If there is a consensus in the IT world, it is that developing a diverse set of skills -- ranging from cloud services to soft skills to information security -- will help keep IT professionals employed in 2020. Artificial intelligence, big data, and the widespread adoption of everything-as-a-service (XaaS) means that traditional IT positions like network administrator may no longer be in demand.
Leaving out cybersecurity, which will be in demand as long as hackers continue to attack systems, IT professionals and those in the industry have differing opinions about what skills IT workers will need to remain employed in 2020. However, a few key skills have emerged as critical for IT professionals in the future, including soft skills like teamwork, general IT knowledge, and programming.
Teamwork and project management are two of the soft skills identified as necessary for successful employment in the future. According to Joshua Peskay, vice president of technology strategy at RoundTable Technology, the changing nature of the tech landscape means that IT professionals need to identify opportunities and execute projects quickly to help keep the business competitive.
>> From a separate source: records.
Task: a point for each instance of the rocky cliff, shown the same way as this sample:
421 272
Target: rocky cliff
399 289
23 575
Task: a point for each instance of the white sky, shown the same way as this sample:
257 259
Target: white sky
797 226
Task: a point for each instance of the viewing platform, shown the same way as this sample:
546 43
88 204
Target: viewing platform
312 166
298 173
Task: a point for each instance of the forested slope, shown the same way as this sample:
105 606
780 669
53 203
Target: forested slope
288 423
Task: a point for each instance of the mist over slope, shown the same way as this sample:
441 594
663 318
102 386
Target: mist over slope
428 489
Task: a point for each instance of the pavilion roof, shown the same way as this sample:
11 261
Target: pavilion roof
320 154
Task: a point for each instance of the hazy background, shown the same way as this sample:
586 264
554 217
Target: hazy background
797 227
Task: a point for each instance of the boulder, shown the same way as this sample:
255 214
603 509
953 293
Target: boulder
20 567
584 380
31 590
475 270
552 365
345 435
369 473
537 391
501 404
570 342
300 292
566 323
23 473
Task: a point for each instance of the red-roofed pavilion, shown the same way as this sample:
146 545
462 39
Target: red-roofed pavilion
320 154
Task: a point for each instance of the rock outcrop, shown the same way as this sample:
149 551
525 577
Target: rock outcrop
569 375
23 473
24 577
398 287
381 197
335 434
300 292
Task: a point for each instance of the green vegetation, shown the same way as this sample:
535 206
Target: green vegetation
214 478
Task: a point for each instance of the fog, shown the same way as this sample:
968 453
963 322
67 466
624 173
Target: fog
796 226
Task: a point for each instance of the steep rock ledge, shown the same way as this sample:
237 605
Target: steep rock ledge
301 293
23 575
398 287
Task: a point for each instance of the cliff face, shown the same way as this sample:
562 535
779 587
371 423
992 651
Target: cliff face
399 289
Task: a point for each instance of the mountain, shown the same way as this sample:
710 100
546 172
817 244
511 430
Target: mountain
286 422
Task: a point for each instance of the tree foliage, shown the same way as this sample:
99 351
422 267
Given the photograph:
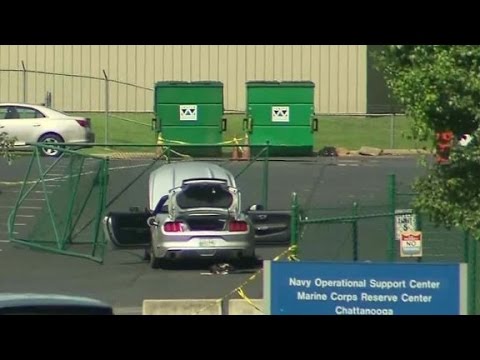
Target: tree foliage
6 146
439 87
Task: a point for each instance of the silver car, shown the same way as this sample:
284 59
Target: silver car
194 212
35 124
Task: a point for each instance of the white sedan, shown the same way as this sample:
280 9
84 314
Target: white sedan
37 124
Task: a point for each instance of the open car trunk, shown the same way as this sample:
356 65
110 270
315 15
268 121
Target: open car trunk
204 201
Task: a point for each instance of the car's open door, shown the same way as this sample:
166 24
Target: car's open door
272 227
127 230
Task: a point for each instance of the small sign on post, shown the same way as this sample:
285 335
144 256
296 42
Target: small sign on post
411 244
405 220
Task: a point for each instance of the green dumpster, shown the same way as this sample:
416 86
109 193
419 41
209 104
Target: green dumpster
190 112
281 113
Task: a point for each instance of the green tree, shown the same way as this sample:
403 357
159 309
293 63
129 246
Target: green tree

"The ability of an IT professional to work effectively on project teams for many different types of projects and, even better, be able to manage those projects, is already a critical skill and is only going to become more in demand," Peskay said.
Some of that management will extend to finding and utilizing outside resources to solve business problems. IT professionals may be tasked with managing in-house personnel, as well as contractors, crowdsource platforms, cloud services, and other external resources. "An IT professional who is both familiar with and can engage successfully with all of these resource types will have a huge advantage in the marketplace," he said.
The shifting IT landscape also means that IT professionals will need to acclimate to the ongoing changes. Soft skills such as emotional intelligence and cognitive flexibility will help them adapt to both the marketplace and the constant fluctuations within the industry, said Holly Benson, vice president and organizational transformation consulting expert at Infosys.
"These non-technical skills help fuel the innovation, creativity and collaboration within organizations that power growth," Benson said.
The volatility of the IT industry requires IT professionals to stay on top of critical technical skills as well. While their roles may not require as much hardware know-how, a solid understanding of computer networking concepts and the processes and language of integration between applications and services will always be in demand, said Tom Roark, manager of IT operations at Toast.
"As IT departments place more responsibilities on automation and SaaS tools, the need for stable networking and robust connectors between platforms will continue to grow. Cloud computing has been a revolutionary technology and one everyone should be at least somewhat familiar with," he said.
In addition, AI and machine learning will be valued in 2020, according to Greg Cox, CTO architect at Sungard Availability Services. "Being skilled in AI will become a requirement for those working in areas of technology that are not purely hardware focused," he said. While being proficient with AI skills will be important, mathematics and general computer science principles will also be required.
And even though technology continues to develop and change, organizations will still need strong programmers, said Kal Vissa, senior product manager at CloudBees. "As cloud computing evolves, microservices architecture and container orchestration technologies, such as Kubernetes, are becoming mainstream within enterprises," he said.
Programmers must also keep on top of programming trends to stay relevant, Vissa said. They need to understand where the industry is headed and prepare to adapt to changes before they happen.
"Anyone who is new to programming should focus on the fundamentals ... and be a stickler for detail," he said. Rigorously testing and documenting code and understanding design patterns are habits that new programmers need to develop as soon as possible.
While some of these skills -- especially soft skills -- can't be taught in a classroom, IT professionals do have options when it comes to learning programming and other skills. The internet is full of free programming resources, as well as low-cost training options. Webinars offer another way to learn new skills and stay on top of trends.
Resources like meet-ups and conferences can help IT professionals sharpen their skills, too, especially when it comes to understanding emerging technologies, Vissa said. "This allows them to not only learn from experts, but also to network with other IT professionals who can share tips and tricks they've learned. Hearing directly from others in the industry what they're trying or moving away from is invaluable."